The effect of phosphorus on the mechanism of intergranular stress corrosion cracking of mild steels in nitrate solutions

Abstract

The corrosion behavior of iron-phosphorus alloys with 0.003–2 wt% phosphorus has been studied in nitrate and sulfate solutions. The high P alloys can be considered as a model for grain boundaries with segregated phosphorus. Polarization tests indicated that phosphorus impedes the formation of protective oxide layers on the metal surface in nitrate solutions. According to surface analysis of the corrosion layers by X-ray photo-electron spectroscopy (XPS) it is supposed that upon dissolution phosphorus passes the metal/electrolyte phase boundary in a negatively charged state (corresponding to phosphide) and that the impeding action on the layer formation is due to this state. Constant strain rate tests on mild steels with phosphorus contents in the range 0.003–0.05 P showed a detrimental effect of phosphorus in NH 4NO 3 solution in the potential range −300 mV to −100 mV (NHE).
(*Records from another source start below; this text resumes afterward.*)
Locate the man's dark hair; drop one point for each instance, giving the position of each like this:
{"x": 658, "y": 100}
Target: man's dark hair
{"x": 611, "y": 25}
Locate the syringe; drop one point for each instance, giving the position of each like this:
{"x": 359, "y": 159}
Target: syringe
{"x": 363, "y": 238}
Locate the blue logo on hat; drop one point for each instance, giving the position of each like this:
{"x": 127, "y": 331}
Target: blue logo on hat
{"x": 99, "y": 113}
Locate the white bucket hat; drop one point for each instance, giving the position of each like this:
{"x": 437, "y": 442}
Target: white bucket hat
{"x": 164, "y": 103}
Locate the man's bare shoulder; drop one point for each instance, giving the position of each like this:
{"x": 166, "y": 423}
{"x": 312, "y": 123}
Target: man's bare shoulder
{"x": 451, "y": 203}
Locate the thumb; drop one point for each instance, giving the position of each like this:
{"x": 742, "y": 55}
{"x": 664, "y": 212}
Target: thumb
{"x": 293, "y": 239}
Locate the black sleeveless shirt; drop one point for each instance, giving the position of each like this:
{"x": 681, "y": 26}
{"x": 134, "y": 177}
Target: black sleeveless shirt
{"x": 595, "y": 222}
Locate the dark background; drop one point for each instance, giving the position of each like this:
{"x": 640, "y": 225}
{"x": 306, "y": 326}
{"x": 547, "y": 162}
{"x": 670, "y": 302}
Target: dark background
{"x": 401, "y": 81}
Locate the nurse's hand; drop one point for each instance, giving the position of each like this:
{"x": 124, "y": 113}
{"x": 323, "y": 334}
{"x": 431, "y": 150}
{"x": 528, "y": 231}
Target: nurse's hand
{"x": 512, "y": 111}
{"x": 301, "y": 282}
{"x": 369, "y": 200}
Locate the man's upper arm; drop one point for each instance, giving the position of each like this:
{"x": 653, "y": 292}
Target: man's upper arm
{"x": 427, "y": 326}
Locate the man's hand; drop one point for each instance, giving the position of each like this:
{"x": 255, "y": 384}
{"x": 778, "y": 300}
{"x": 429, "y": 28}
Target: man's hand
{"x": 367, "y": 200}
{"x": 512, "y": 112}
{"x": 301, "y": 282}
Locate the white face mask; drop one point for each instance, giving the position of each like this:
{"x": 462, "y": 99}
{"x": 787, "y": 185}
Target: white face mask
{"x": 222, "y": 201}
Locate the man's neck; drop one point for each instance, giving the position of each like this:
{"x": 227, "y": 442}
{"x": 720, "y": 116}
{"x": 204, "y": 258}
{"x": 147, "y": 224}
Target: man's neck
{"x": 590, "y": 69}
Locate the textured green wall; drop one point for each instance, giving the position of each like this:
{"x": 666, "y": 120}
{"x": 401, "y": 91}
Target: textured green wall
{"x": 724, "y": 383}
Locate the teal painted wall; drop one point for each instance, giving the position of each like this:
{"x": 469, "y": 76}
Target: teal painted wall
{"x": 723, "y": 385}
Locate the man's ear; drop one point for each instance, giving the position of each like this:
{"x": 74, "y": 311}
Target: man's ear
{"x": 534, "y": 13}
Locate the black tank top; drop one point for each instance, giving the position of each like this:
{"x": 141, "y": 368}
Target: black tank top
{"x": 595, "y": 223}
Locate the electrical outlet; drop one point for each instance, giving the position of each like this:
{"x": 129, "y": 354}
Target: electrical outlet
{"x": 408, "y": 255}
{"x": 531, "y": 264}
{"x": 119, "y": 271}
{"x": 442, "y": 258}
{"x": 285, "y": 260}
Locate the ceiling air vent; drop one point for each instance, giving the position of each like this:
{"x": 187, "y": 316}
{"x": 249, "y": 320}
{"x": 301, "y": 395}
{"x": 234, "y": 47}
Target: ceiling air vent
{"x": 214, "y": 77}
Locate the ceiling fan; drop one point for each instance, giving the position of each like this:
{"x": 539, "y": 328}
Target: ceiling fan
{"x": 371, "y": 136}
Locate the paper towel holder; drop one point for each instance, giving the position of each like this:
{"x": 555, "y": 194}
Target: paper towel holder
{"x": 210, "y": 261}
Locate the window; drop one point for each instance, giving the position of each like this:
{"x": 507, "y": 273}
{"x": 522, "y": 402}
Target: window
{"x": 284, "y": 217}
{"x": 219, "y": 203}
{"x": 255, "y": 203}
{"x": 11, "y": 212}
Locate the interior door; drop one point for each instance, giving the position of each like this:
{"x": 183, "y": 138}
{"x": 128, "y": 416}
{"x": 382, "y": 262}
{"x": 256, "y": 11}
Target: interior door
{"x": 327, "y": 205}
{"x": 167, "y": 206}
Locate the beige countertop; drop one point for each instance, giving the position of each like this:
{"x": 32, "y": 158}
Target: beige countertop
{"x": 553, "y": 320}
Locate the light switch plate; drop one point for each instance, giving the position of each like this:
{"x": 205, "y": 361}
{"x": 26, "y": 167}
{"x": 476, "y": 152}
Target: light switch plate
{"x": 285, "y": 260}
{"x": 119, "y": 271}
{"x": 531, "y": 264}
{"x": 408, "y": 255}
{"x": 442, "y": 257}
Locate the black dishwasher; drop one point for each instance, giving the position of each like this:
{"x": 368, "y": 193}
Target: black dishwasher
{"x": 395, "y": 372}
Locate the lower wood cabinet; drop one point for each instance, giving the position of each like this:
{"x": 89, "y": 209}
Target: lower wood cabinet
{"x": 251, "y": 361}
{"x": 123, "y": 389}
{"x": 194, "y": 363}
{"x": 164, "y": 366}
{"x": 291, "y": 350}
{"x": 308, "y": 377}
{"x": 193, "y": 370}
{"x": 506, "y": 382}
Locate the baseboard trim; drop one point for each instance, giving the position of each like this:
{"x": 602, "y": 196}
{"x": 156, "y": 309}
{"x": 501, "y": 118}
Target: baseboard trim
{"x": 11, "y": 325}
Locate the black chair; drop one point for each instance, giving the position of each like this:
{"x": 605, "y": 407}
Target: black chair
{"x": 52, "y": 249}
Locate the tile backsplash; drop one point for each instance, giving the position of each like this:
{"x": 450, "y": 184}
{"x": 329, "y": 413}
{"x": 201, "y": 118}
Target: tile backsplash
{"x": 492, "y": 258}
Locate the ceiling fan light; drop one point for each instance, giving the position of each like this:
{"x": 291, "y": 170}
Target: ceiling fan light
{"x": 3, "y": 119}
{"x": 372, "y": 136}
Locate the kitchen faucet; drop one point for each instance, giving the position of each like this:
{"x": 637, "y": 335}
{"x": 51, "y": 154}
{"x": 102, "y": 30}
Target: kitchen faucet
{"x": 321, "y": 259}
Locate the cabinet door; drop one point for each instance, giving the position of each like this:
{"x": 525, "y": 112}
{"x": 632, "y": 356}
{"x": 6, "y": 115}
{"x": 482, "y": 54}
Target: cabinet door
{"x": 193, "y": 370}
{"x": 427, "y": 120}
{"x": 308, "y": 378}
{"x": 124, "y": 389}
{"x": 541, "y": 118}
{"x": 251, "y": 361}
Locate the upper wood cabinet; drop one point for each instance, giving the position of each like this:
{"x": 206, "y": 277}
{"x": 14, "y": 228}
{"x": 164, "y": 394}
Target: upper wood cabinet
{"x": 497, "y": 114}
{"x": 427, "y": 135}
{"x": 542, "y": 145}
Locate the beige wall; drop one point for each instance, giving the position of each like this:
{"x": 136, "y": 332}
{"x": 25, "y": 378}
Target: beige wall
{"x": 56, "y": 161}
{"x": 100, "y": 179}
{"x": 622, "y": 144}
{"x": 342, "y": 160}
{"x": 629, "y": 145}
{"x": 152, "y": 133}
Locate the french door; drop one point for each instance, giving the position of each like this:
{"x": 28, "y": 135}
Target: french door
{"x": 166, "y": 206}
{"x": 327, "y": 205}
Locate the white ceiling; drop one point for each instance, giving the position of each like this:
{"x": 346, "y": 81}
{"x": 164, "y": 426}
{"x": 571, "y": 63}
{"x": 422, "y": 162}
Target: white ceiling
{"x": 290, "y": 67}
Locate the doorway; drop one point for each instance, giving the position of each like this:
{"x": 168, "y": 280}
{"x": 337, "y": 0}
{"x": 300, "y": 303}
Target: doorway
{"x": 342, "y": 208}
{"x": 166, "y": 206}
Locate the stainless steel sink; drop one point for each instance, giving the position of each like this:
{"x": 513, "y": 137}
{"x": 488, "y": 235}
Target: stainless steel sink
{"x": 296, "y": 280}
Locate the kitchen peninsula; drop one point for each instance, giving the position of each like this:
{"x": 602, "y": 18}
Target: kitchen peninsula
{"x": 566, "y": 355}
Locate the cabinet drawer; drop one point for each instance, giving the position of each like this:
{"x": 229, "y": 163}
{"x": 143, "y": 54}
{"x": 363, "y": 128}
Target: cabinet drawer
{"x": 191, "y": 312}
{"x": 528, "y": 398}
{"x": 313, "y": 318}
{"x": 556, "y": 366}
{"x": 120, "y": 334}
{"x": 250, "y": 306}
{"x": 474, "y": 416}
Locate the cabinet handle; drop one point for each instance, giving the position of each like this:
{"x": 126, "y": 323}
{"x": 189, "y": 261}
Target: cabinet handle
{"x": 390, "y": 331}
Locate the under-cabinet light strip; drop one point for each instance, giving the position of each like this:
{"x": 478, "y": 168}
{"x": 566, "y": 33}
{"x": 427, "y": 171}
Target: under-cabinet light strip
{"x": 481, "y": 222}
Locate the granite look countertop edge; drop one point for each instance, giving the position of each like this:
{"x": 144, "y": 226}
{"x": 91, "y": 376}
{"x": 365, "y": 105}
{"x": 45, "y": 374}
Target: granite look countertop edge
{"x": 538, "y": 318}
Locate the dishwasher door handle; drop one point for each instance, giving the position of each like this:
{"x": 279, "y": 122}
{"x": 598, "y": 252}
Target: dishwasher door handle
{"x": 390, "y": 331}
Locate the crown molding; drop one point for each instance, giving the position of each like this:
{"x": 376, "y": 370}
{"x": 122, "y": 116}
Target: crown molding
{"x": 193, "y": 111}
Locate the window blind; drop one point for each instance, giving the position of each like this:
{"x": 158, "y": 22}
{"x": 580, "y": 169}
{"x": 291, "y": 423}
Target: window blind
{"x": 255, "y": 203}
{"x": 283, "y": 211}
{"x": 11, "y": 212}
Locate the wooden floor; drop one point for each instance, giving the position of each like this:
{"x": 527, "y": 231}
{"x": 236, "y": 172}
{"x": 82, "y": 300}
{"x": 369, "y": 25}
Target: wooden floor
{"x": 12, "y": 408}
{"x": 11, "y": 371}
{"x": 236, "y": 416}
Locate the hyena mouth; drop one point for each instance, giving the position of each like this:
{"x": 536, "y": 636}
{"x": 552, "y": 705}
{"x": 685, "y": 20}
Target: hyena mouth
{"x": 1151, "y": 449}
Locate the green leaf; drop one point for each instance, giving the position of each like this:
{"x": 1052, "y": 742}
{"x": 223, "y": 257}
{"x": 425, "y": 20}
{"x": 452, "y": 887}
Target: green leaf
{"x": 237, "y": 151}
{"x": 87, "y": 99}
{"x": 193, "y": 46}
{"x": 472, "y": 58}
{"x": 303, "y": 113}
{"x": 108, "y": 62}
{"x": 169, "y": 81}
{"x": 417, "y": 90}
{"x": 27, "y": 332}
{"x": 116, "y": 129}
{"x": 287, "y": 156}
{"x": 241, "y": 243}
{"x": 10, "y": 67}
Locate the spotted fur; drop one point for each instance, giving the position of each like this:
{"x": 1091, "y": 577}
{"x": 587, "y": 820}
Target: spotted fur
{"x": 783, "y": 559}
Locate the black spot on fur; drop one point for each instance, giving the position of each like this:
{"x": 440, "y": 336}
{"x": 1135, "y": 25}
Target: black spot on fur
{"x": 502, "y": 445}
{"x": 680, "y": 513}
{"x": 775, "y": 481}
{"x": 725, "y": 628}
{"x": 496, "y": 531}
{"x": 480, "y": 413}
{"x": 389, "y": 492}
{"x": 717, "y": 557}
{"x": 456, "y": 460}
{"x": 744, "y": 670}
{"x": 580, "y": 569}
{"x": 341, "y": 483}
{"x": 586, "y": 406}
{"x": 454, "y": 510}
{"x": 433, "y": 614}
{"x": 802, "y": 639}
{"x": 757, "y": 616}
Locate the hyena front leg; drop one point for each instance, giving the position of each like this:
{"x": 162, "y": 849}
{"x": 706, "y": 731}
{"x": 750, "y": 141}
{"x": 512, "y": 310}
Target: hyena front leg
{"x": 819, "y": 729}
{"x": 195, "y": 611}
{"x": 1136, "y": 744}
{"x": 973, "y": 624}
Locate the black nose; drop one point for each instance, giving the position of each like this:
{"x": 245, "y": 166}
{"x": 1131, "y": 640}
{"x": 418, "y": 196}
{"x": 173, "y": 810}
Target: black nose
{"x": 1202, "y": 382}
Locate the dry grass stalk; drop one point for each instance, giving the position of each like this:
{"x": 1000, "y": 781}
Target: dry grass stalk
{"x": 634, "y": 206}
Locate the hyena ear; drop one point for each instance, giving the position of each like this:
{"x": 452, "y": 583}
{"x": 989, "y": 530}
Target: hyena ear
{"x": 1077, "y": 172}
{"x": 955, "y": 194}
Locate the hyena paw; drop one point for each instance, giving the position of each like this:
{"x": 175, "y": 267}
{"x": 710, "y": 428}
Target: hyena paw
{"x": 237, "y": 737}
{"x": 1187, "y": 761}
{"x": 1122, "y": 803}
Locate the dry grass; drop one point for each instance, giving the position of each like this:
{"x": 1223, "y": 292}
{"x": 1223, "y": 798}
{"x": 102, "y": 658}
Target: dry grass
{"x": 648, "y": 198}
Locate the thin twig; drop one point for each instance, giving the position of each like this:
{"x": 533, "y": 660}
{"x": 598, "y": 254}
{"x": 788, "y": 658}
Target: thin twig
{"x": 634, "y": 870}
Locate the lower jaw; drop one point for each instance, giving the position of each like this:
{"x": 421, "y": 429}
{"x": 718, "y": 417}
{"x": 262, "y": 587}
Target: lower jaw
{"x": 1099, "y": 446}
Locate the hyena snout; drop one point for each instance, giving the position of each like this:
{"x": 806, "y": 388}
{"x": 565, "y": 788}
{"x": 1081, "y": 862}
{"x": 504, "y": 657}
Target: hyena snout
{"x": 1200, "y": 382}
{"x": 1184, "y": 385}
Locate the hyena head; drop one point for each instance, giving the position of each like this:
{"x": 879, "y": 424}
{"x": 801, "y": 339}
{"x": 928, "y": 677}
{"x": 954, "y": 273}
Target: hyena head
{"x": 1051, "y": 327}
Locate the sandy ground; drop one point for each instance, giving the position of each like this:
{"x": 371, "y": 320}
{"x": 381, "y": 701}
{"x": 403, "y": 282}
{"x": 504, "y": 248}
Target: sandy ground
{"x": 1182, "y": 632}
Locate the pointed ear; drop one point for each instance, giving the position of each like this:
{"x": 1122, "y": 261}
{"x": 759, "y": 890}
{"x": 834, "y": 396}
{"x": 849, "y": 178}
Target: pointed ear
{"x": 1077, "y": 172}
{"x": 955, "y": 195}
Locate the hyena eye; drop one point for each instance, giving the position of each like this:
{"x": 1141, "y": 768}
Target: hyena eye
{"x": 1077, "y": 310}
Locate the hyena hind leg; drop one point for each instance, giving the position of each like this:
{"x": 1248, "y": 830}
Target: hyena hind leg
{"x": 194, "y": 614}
The effect can be correlated to phosphorus segregated at the grain boundaries and can be predicted from the behavior of the Fe-P alloys. However, at potentials −50 mV(NHE) the susceptibility of the steels to intergranular stress corrosion cracking (IGSCC) is even higher and independent of the P content. Mild steels are susceptible to IGSCC even with a very low P content.